Splice Here: A Projected Odyssey

Director: Rob Murphy
Starring: 
Distributor: Potential Films
Runtime: 118 mins. Reviewed in Nov 2022
Reviewer: Fr Peter Malone msc
| JustWatch |
Rating notes:

Projectionist Rob Murphy takes audiences back to the days of olden days of cinema, showing us the equipment, meeting the older projectionists, and a new interest in projecting 70mm prints.

A wonderfully indulgent two hours of screen-watching. Gratitude to Rob Murphy for persevering with this ‘projected odyssey’ – he is a genial host, director, editor, cinematographer.

And who will enjoy this indulgence? All those who love to watch movies even if they don’t know all that much of cinema history detail. It doesn’t matter. In the past, we enjoyed going to the pictures. Now we enjoy watching the movies – best in the darkened cinema, good on TV although smaller, and OK on computer screens – within our grasp.

And, of course, even more so, the film buffs who will relish delving into the past, ticking off the movies they love, wanting more.

And there are of those who love pre-history and from the 2020s vantage point the cinema prehistory era came to an end with the onslaught of digital as the 21st century began. But, relief, the wonder of restoration of film is underway despite the nitrate copies combusting and companies burning unwanted stock. The hoarders and collectors are banding together now in order to restore as much as possible that which was lost.
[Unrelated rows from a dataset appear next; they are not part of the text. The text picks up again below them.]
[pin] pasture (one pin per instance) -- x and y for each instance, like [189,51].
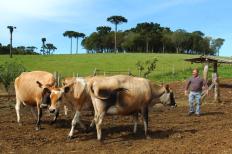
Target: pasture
[171,130]
[170,67]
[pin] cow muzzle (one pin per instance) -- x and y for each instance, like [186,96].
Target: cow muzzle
[52,110]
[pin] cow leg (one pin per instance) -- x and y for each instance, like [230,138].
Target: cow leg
[76,119]
[135,117]
[100,112]
[93,122]
[100,117]
[55,116]
[65,110]
[33,112]
[39,115]
[145,120]
[17,109]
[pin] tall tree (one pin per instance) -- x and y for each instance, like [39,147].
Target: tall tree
[50,47]
[43,45]
[216,44]
[78,35]
[116,20]
[11,28]
[69,34]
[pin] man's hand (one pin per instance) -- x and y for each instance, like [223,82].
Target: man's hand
[186,93]
[207,92]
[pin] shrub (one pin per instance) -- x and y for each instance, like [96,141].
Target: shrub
[9,71]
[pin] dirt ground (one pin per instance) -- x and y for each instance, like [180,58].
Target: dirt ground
[171,130]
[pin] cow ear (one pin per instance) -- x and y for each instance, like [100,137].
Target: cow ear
[39,84]
[46,91]
[167,88]
[66,89]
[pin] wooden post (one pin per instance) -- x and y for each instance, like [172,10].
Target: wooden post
[95,72]
[55,75]
[216,83]
[205,72]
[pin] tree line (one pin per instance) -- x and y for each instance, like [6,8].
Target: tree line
[149,37]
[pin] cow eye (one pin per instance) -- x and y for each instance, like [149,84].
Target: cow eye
[59,99]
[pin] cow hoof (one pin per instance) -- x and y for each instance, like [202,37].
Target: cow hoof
[87,130]
[20,124]
[69,138]
[101,141]
[52,122]
[148,137]
[37,128]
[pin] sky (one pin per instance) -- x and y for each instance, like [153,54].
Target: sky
[36,19]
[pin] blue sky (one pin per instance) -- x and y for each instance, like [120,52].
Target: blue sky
[35,19]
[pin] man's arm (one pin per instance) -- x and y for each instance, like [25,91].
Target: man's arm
[187,86]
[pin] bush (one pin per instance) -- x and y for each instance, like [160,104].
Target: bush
[9,71]
[147,66]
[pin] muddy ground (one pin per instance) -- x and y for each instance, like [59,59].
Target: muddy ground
[171,130]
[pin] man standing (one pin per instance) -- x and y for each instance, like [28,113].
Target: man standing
[195,84]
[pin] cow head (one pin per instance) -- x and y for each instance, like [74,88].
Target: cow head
[56,97]
[167,98]
[45,93]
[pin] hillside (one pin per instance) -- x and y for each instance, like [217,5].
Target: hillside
[170,67]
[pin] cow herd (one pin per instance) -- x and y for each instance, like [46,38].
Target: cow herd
[112,95]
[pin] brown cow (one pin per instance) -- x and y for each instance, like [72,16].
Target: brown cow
[30,91]
[125,95]
[75,92]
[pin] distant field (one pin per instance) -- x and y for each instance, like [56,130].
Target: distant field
[170,67]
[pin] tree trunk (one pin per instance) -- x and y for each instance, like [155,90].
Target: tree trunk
[71,46]
[10,44]
[147,45]
[216,83]
[77,46]
[115,39]
[163,47]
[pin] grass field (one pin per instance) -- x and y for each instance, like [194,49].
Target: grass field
[170,67]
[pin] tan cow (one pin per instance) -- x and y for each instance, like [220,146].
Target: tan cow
[75,92]
[125,95]
[29,91]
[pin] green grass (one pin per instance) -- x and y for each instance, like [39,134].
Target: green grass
[170,67]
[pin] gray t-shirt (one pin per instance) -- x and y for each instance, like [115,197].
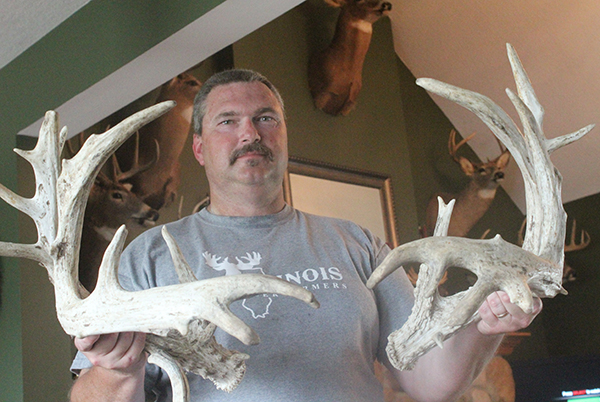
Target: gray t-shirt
[305,354]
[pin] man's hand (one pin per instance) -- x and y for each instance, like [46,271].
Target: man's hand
[499,315]
[123,352]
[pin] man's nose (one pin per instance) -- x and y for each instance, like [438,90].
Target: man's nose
[249,132]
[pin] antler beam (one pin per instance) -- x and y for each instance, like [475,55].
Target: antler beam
[193,307]
[536,269]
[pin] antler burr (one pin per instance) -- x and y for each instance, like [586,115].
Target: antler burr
[186,311]
[536,269]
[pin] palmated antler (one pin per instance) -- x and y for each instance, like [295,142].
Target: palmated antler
[186,315]
[536,269]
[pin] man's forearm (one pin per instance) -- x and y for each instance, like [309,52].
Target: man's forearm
[452,368]
[103,385]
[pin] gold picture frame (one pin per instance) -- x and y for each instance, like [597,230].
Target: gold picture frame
[363,197]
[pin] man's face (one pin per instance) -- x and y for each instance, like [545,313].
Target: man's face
[244,137]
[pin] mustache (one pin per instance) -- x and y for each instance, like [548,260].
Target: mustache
[255,147]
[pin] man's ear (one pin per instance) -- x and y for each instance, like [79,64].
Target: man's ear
[197,148]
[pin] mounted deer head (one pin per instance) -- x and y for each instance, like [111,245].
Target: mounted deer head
[475,199]
[157,186]
[180,318]
[335,73]
[111,204]
[535,269]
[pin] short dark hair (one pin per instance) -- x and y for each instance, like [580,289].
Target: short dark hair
[224,78]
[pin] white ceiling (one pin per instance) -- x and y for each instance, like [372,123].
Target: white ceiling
[462,43]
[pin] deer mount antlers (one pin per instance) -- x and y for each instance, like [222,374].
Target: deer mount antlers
[535,269]
[187,312]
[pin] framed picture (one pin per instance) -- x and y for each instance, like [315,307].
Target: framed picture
[340,192]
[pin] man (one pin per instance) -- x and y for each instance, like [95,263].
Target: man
[305,355]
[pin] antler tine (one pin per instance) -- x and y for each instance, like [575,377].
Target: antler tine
[584,241]
[136,168]
[453,146]
[534,269]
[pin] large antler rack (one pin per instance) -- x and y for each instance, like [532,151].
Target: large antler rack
[184,320]
[535,269]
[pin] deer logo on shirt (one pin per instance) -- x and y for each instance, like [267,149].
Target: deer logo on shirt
[258,306]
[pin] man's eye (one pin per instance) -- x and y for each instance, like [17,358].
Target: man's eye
[266,119]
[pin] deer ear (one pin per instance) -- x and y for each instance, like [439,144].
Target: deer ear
[503,160]
[466,165]
[197,148]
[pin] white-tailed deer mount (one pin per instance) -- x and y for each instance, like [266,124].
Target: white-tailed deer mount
[157,186]
[475,199]
[535,269]
[335,73]
[111,204]
[181,318]
[571,244]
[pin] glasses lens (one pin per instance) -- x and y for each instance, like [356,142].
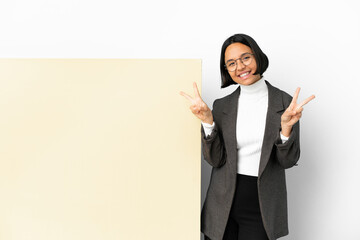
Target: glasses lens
[246,59]
[231,66]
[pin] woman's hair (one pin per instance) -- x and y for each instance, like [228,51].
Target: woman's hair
[262,60]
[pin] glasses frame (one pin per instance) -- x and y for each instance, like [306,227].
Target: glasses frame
[240,61]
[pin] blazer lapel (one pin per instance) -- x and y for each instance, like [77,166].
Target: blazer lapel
[272,125]
[229,126]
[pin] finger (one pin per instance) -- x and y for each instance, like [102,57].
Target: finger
[197,94]
[298,109]
[294,100]
[307,100]
[186,96]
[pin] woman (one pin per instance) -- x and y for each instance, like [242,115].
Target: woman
[249,138]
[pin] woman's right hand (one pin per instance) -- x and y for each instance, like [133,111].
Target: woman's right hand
[198,107]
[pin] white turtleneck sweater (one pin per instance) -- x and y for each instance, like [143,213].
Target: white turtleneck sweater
[250,126]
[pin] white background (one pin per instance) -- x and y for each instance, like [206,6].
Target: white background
[311,44]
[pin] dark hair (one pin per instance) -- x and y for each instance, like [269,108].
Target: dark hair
[262,60]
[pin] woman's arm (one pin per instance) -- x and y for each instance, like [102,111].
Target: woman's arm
[288,153]
[213,145]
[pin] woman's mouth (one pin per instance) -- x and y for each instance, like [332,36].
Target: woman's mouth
[244,75]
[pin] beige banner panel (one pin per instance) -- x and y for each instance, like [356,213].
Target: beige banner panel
[99,149]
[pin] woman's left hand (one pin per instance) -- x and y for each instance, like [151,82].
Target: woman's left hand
[293,113]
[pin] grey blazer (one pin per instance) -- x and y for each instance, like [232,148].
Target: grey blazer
[220,151]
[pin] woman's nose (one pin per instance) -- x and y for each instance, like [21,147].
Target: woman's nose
[239,65]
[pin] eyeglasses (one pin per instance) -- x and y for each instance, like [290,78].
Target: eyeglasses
[245,59]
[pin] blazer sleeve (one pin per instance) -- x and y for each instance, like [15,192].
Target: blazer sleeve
[213,145]
[288,153]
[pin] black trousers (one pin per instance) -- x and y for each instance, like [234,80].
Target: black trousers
[245,222]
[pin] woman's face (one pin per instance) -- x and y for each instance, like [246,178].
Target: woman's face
[243,74]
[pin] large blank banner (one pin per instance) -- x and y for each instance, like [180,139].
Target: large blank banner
[99,149]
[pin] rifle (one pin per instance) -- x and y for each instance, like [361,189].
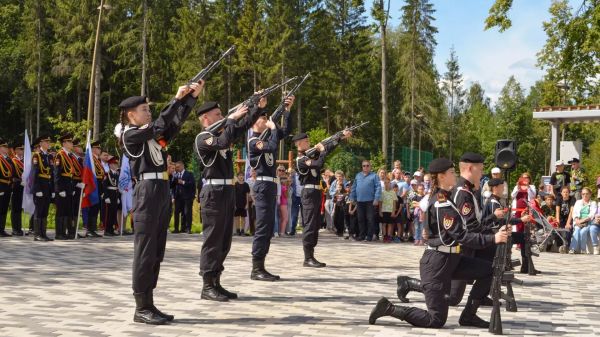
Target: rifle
[211,66]
[281,108]
[313,152]
[253,100]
And the film technos, with their knowledge of lenses, projectors, sound engineering, colour and the marvels of the 1950s showing us the advent of Cinerama, drawing us into the wide film (instead of throwing things at us as in 3D). Cinerama was too difficult, demanding three projectors in harmony, and those projectors disappearing into storage, hoarders sheds, but now making a reappearance.

Rob Murphy chronicles all this – tracking down contacts, making discoveries, visiting the US, interviewing experts in Australia and elsewhere. He speaks with the communities of now veteran and unneeded projectionists about their memories and the details of projecting. And now digital, which is not necessarily a permanent preserver of films but is increasing the knowledge and technologies of preservation. And Douglas Trumbull (memories of 2001, Brainstorm) interviewed and continually experimenting with technology and discoveries.
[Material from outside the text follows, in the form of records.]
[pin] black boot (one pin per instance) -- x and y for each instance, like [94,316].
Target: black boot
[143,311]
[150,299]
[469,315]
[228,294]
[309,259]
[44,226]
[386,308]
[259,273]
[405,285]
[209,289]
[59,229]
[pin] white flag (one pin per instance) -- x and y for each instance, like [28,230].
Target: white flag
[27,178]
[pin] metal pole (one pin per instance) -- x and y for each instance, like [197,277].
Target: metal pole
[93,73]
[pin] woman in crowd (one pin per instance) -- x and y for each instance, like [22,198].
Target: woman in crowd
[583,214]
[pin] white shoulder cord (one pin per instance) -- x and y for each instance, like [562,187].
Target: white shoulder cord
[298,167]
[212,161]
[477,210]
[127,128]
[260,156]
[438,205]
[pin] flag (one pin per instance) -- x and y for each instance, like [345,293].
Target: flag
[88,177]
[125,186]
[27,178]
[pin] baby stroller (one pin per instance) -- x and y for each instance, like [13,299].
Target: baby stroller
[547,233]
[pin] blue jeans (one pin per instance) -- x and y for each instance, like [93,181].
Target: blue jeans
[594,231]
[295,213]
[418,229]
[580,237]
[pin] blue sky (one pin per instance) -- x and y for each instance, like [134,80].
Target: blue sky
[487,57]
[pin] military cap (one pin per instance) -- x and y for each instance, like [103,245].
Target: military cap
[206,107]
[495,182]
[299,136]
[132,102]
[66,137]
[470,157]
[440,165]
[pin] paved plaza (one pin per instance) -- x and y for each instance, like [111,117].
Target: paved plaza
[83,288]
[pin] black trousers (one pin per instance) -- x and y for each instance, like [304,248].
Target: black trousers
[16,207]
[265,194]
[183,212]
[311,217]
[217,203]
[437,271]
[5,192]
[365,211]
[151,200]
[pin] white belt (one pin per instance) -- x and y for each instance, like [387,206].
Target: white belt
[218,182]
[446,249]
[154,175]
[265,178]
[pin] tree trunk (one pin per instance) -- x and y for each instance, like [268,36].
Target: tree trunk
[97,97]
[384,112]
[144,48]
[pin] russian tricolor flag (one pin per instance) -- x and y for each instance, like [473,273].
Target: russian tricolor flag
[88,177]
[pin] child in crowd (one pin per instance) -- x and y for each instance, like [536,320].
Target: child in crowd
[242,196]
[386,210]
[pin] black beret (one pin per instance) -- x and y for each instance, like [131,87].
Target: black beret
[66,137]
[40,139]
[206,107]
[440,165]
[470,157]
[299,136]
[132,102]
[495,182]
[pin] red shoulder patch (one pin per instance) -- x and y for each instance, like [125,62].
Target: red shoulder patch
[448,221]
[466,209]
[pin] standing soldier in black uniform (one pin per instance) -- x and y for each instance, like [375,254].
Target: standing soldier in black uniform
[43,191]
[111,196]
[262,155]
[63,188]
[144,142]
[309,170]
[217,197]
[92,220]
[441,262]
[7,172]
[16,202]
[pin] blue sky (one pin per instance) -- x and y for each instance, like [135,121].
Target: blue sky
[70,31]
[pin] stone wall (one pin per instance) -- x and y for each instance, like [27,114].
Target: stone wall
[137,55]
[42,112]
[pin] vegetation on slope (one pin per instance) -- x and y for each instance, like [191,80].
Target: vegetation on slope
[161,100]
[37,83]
The culmination of Rob Murphy’s storytelling is the quest to equip the Sun Cinema in Yarraville, Melbourne, in 2014 to screen Quentin Tarantino’s The Hateful 8. He talks with all those involved and details the arrival of the 70mm lens, of Tarantino learning of the efforts and coming to Yarraville to welcome the audience and share the joy with those at the Sun.
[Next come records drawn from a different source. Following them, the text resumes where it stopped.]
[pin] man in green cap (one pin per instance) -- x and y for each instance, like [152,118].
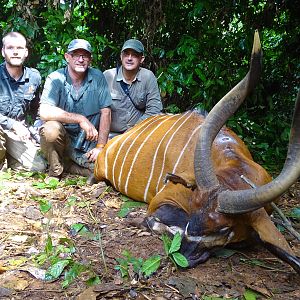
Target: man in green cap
[134,90]
[75,106]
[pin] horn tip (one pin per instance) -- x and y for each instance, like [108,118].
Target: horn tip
[256,43]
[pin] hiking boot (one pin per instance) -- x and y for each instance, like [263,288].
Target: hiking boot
[91,180]
[75,169]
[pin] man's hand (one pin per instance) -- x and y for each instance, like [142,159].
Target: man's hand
[90,130]
[21,131]
[93,154]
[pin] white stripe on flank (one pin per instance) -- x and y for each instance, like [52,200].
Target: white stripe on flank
[178,160]
[130,133]
[155,155]
[116,139]
[139,150]
[166,149]
[131,145]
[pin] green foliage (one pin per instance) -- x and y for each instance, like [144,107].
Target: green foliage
[295,213]
[138,265]
[171,248]
[52,184]
[60,260]
[45,205]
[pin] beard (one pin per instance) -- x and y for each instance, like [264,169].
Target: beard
[80,69]
[15,62]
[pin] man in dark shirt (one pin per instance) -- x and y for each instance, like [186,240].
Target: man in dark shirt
[19,97]
[134,90]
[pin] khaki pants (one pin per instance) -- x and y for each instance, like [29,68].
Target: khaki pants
[56,146]
[27,154]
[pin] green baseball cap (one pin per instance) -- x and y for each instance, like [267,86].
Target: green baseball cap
[136,45]
[79,44]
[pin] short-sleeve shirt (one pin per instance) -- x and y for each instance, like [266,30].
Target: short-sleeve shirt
[18,98]
[92,96]
[145,98]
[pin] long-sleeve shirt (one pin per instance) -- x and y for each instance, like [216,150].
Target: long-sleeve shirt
[145,98]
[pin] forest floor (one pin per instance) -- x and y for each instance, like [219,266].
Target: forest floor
[75,232]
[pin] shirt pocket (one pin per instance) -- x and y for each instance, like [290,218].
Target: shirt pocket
[5,103]
[141,100]
[116,101]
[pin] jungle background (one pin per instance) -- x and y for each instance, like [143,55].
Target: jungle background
[198,50]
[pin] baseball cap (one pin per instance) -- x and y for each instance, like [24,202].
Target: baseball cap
[136,45]
[79,44]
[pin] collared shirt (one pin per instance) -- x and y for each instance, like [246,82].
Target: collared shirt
[144,93]
[92,96]
[18,97]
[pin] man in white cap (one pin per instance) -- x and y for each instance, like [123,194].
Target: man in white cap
[134,90]
[75,106]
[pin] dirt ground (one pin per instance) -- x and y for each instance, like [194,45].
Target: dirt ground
[26,226]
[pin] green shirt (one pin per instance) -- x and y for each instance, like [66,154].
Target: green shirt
[88,101]
[144,93]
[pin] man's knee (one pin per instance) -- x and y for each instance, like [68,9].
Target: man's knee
[2,146]
[51,131]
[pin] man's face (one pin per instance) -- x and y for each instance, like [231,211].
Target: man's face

But the title. Not a great deal of splicing shown. However, this reviewer offers a reminiscence from the good old days. He projected 16mm prints at his New South Wales boarding school, 1953-1956, aged 13 to 17, only one projector. And splicing? Sometimes, especially for “censorship” purposes, particularly with Greer Garson in Julia Misbehaves (Greer Garson of all actresses misbehaving). But we could cut the suspect sequences, splice them back together neatly and perfectly and MGM were none the wiser. An almost 70-years-old confession.

But for all of us who love film and the younger generations who do not know this prehistory and the wonderful dinosaur projectors, please, watch, enjoy, learn.